Hacker News new | past | comments | ask | show | jobs | submit login

So what I really want to know is: what happens at Cloudflare--which uses v8 to implement Cloudflare Workers in shared memory space--when this kind of stuff happens? (Their use is in some sense way more "out on a limb" than a web browser, where you would have to wait for someone to come to your likely-niche page rather than just push the attack to get run everywhere.)



This is what happens:

Within an hour of V8 pushing the fix for this, our build automation alerted me that it had picked up the patch and built a new release of the Workers Runtime for us. I clicked a button to start rolling it out. After quick one-click approvals from EM and SRE, the release went to canary. After running there for a short time to verify no problems, I clicked to roll it out world-wide, which is in progress now. It will be everywhere within a couple hours. Rolling out an update like this causes no visible impact to customers.

In comparison, when a zero-day is dropped in a VM implementation used by a cloud service, it generally takes much longer to roll out a fix, and often requires rebooting all customer VMs which can be disruptive.

> Their use is in some sense way worse than a web browser, where you would have to wait for someone to come to your likely-niche page rather than just push the attack to get run everywhere.

I may be biased but I think this is debatable. If you want to target a specific victim, it's much easier to get that person to click a link than it is to randomly land on the same machine as them in a cloud service.


> Within an hour of V8 pushing the fix for this, our build automation alerted me that it had picked up the patch and built a new release of the Workers Runtime for us. I clicked a button to start rolling it out. After quick one-click approvals from EM and SRE, the release went to canary. After running there for a short time to verify no problems, I clicked to roll it out world-wide, which is in progress now. It will be everywhere within a couple hours. Rolling out an update like this causes no visible impact to customers.

Great workflow! I long for the day when I can start for a company that actually has their automation as efficient as this.

Few question, do you have a way of differentiating critical patches as this? If so, does that trigger an alert for the on-call person? Or do you still wait until working hours before such a change is pushed?


Look for a company who's business model includes uptime, security and scalability. And is big enough to not outsource those parts. And in a mature market where customers can tell the difference.


I once worked for a company that tried to set up a new service, they asked for 99.99999% uptime. This worked really well for the 'ops' team which focused on the AWS setup and automation, but meanwhile the developers (of which I was one, but I didn't have any say in things because I was 'just' a front-ender) fucked about with microservices, first built in NodeJS (with a postgres database storing mostly JSON blobs behind them), then in Scala. Not because it was the best solution (neither microservices nor scala), but because the developers wanted to, and the guys responsible for hiring were Afraid that they'd get mediocre developers if they went for 'just' java.

I'm just so tired of the whole microservices and prima donna developer bullshit.


99.99999% uptime is about 3 seconds of downtime per year. Yikes! Does any service on Earth have that level of uptime?

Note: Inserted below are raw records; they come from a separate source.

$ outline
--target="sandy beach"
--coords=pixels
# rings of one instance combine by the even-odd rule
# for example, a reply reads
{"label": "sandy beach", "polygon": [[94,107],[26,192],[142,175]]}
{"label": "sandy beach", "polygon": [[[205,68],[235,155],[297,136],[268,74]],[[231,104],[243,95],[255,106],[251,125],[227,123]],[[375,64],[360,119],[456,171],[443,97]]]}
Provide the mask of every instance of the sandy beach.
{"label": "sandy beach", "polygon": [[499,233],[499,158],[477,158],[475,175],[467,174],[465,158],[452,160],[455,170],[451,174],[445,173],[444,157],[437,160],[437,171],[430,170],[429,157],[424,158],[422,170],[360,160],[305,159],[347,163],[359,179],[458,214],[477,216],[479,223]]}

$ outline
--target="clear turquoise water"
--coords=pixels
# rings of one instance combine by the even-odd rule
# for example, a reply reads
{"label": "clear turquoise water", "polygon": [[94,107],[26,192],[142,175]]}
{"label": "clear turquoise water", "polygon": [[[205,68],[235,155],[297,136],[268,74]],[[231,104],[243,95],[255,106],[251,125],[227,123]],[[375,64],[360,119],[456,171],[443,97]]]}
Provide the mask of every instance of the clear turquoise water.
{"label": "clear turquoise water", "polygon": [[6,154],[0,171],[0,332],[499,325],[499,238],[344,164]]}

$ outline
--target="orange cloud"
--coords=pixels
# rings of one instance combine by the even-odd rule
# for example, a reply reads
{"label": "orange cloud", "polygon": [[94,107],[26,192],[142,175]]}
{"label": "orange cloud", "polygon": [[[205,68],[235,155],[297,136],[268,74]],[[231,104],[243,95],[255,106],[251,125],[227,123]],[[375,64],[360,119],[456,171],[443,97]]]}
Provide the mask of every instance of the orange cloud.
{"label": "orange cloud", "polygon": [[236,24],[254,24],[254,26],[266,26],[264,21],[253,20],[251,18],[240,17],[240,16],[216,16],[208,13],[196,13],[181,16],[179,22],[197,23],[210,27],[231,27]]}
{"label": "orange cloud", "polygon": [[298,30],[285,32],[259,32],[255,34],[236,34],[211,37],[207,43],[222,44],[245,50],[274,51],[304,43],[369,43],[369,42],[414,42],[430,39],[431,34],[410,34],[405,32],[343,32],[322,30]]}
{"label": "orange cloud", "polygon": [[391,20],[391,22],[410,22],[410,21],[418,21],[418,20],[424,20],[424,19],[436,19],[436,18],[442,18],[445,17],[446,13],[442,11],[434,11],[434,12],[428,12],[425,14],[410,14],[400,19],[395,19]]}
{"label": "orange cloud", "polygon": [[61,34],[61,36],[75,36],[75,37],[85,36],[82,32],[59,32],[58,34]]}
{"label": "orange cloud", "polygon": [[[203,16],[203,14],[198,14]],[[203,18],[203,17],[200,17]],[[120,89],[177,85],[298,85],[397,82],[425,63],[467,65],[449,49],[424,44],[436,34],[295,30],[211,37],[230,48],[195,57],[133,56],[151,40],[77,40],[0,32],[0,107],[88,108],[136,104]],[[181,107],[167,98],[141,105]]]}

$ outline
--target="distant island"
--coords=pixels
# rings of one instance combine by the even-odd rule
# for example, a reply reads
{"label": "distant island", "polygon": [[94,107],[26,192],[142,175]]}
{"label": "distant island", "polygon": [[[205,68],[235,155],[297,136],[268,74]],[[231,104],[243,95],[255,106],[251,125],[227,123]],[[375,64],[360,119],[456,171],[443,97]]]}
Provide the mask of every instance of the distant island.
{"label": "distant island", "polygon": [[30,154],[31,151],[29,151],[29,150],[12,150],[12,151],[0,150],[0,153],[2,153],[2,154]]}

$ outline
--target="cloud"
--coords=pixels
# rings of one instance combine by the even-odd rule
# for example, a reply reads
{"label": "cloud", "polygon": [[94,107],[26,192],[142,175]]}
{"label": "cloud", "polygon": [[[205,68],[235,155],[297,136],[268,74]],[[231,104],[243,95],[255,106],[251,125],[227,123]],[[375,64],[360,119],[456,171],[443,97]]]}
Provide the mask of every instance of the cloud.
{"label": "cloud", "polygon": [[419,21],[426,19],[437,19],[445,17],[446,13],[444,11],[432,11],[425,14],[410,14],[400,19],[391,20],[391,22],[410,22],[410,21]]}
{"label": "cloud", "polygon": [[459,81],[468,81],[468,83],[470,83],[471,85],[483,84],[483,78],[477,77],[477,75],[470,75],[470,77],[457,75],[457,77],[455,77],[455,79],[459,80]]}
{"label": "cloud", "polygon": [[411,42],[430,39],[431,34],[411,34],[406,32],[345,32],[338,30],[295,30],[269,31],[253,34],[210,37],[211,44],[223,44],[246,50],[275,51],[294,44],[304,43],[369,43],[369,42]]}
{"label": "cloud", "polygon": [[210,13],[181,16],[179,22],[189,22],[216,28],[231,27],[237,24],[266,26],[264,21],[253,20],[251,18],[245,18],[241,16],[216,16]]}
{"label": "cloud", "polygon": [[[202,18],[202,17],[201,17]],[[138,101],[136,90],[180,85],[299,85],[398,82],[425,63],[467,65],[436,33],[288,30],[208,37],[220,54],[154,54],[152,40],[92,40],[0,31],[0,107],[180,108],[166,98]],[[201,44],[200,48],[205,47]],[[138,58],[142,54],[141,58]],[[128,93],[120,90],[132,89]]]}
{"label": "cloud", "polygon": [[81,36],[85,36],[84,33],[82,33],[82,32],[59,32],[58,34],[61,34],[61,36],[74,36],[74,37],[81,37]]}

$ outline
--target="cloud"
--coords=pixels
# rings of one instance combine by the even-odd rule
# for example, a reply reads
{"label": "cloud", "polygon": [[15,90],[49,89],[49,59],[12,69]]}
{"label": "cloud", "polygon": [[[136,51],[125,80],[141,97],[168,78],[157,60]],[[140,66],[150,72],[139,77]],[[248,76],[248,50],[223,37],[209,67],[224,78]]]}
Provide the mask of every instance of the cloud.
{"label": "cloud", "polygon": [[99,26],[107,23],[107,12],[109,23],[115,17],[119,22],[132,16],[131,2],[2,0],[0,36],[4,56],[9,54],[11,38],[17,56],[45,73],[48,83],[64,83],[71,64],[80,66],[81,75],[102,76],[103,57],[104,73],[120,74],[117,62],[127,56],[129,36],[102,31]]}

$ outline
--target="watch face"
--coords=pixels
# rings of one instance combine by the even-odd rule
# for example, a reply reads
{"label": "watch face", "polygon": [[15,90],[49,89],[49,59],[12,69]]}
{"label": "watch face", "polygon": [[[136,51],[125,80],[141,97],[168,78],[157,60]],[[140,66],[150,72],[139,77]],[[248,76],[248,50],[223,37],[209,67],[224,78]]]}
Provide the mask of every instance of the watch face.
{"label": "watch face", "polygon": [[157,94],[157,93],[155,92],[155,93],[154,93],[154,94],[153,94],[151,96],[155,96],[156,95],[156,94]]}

No. In some sense it doesn't matter though. There are plenty of services that have less than their claimed reliability:

* They set an easy measurement that doesn't match customer experience, so they say they're in-SLO when common sense suggests otherwise.

* They require customers jump through hoops to get a credit after a major incident.

* The credits are often not total and/or are tiered by reliability (so you could have a 100% uptime and not give a 100% discount if you serve some errors). At the very most, they give the customer a free month. It's not as if they make the customer whole on their lost revenue.

With a standard industry SLA, you can have a profitable business claiming uptime you never ever achieve.


Also look at their job ads. If they are looking to hire a devops to own their ci/cd pipeline, that means they don’t have one (and, with that approach, will never have one).


My guess is that the main feature which enables this kind of automation is that they can take down any node without consequences. So they can just install an update on all the machines, and then reboot/restart the software on the machines sequentially. If you have implemented redundancy correctly, then software updating becomes simple.


We actually update each machine while it is serving live traffic, with no downtime.

We start a new instance of the server, warm it up (pre-load popular Workers), then move all new requests over to the new instance, while allowing the old instance to complete any requests that are in-flight.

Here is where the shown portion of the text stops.